Just like in animals, plant DNA encodes for the proteins a plant will need, and it requires thousands of genes to generate the machinery that carries out photosynthesis. To learn more about the genes involved in photosynthesis and exactly what they do, scientists at Princeton University have created an open-access library of mutant strains of a photosynthetic, single-celled alga. With this tool, the researchers identified 303 genes linked to photosynthesis, 21 of which are novel. The findings, which can provide new insight into this critical process, have been reported in Nature Genetics.
"The part of the plant responsible for photosynthesis is like a complex machine made up of many parts, and we want to understand what each part does," said Martin Jonikas, assistant professor of molecular biology at Princeton. "This library, we hope, will be one of the foundations that people will build on to make the next generation of discoveries."
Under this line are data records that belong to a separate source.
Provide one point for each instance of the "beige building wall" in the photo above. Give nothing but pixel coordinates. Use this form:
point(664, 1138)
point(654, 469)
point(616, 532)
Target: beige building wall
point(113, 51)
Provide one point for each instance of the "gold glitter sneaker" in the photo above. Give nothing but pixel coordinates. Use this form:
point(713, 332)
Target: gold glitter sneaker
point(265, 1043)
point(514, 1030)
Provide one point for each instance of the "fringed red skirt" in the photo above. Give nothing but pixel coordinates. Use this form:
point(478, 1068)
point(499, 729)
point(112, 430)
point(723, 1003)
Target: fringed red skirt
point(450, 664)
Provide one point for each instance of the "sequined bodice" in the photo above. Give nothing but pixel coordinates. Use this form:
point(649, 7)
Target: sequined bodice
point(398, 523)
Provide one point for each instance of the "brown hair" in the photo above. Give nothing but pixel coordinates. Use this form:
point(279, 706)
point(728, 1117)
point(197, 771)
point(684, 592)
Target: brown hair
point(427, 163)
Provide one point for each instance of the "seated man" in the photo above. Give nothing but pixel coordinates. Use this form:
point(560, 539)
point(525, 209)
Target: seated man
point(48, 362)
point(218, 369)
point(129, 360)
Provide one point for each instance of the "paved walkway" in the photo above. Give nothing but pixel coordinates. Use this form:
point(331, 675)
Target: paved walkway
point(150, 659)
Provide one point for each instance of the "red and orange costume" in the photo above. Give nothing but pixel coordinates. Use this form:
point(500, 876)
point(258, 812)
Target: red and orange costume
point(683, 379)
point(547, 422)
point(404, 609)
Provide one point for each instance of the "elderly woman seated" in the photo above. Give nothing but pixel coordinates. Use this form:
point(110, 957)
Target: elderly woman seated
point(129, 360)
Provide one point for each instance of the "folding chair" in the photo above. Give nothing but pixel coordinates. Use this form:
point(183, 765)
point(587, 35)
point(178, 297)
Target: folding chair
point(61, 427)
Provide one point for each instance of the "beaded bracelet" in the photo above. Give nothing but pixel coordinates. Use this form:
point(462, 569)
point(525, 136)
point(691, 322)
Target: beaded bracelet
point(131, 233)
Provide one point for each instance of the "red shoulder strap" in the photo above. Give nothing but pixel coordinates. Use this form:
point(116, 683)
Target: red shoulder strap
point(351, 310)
The library contains strains of Chlamydomonas reinhardtii, a pond algae, which each carry one genetic mutation. There are 62,000 strains in the library, with mutations in about 80 percent of Chlamydomonas genes. Deciphering the role of each gene could help scientists engineer plants that can absorb more carbon dioxide or that grow faster, which may be desperately needed on a planet with a growing population and changing climate. The library can also help reveal more about intracellular communication in plants, and the movement of Chlamydomonas, which is powered by a cilium.
This is the first library to be generated for a photosynthetic, single-celled organism, which is a great research tool. These rapidly growing organisms, which now exist in a mutant library, can be easily observed. If a mutated strain is grown and it has difficulty moving or performing some other process, that provides an important clue about the function of the mutated gene.
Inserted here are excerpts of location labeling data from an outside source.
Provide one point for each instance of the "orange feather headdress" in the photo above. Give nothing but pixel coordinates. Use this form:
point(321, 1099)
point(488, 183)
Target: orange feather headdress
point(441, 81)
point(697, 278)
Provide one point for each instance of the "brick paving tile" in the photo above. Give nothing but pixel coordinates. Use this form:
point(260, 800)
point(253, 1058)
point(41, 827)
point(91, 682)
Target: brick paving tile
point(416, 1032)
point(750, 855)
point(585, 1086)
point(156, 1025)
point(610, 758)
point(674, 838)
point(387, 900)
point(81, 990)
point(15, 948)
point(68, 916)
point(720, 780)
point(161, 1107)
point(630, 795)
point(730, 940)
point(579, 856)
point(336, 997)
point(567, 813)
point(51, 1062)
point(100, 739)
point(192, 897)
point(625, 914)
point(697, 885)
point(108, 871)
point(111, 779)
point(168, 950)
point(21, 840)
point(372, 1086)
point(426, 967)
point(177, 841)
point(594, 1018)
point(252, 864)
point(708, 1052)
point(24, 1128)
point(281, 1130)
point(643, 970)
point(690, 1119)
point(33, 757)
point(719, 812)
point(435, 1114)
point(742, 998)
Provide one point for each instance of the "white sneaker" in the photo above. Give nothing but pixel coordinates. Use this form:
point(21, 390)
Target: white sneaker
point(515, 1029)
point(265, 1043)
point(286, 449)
The strains in the library have also been labeled with a kind of barcode, so multiple strains can be tested at the same time. In this work, thousands of mutant strains were grown in one flask and exposed to light. It was hypothesized that strains that didn’t grow carried mutations in genes that were involved in photosynthesis.
"Because this algal species is often used as a model to understand a wider range of biological processes, this library will be an important resource," said Karen Cone, a program director at the National Science Foundation.
"It is our hope that the Chlamydomonas mutant library and the genes identified will lead to numerous fundamental discoveries in photosynthesis, cell motility, and many other processes,” said the first author of the work Xiaobo Li, who was a Princeton postdoctoral researcher at the time of the study.
"I believe the success of this project will greatly accelerate research into photosynthesis and other processes for which Chlamy is a good model, and provide a lot of value to the scientific community,” said Weronika Patena, a senior bioinformatics analyst in the Jonikas laboratory.